Réforme à la City : une ambition britannique face à la montée en puissance de Paris ?
par Thomas Hornus, Associé chez Euroland Corporate
Dans son discours du 15 juillet 2025, Rachel Reeves, ministre britannique des Finances a lancé les « Réformes de Leeds » (cf. article Les Échos du 15 juillet 2025 : Le Royaume-Uni lance sa grande réforme de la City), une série de mesures relatives aux services financiers et visant à redynamiser la City de Londres, pilier historique de l’économie britannique.
Comment ces initiatives se positionnent-elles face à la montée en puissance de la place financière de Paris, qui ambitionne elle aussi de devenir un hub incontournable en Europe ?

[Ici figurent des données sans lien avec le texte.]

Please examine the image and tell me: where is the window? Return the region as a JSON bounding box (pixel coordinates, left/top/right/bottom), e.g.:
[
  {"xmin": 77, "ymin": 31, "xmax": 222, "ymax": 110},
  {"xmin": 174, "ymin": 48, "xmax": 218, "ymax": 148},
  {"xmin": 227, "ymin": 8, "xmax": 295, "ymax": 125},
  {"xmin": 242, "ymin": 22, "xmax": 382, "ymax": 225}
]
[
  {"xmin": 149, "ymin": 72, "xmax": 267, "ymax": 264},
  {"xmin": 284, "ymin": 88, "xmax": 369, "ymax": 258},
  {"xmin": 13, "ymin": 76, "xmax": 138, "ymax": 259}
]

Une ambition forte pour la City
Rachel Reeves a dévoilé ce qu’elle qualifie de « plus importante série de réformes des services financiers depuis une décennie » pour le Royaume-Uni. L’objectif est clair : stimuler la croissance économique en libérant le potentiel du secteur financier, qui représente 9 % du PIB britannique et emploie 1,2 million de personnes. Parmi les mesures phares, on note une simplification des prospectus pour les émissions d’actions, une incitation des particuliers à investir en actions via des campagnes publicitaires, un assouplissement des règles prudentielles pour les petites banques, et une facilitation de l’accès aux prêts immobiliers. La ministre veut ainsi alléger une régulation, héritage de la crise de 2008, jugée trop restrictive.
Ces réformes s’inscrivent dans un contexte économique fragile, avec une contraction de l’économie britannique pour le deuxième mois consécutif en mai 2025. Cette dérégulation ciblée a pour objectifs d’attirer les entreprises internationales et de redonner du souffle à la City et comprend notamment :
le relèvement du seuil des actifs pour les exigences de fonds propres permettant aux petites banques de gagner en flexibilité, tout en maintenant des garde-fous, et
le report de l’application des règles de Bâle III à 2028 pour les activités de trading, délais adoptés par les États-Unis et l’Union européenne.
Paris, une concurrente qui ne dort pas
Si Londres cherche à consolider son statut de leader mondial, Paris n’est pas en reste. Depuis le Brexit, la capitale française a su tirer son épingle du jeu pour devenir une place financière de premier plan en Europe. Avec des incitations fiscales attractives, une régulation modernisée et des investissements massifs dans les infrastructures, Paris a attiré de nombreuses institutions financières, notamment des banques d’investissement et des gestionnaires d’actifs.
La France a misé sur une approche différente : plutôt que de déréguler à tout-va, elle a renforcé l’attractivité de sa place financière par une simplification administrative et une communication proactive auprès des investisseurs internationaux. Facilité d’installation des entreprises étrangères, réformes fiscales, et finance durable rendent Paris plus compétitive.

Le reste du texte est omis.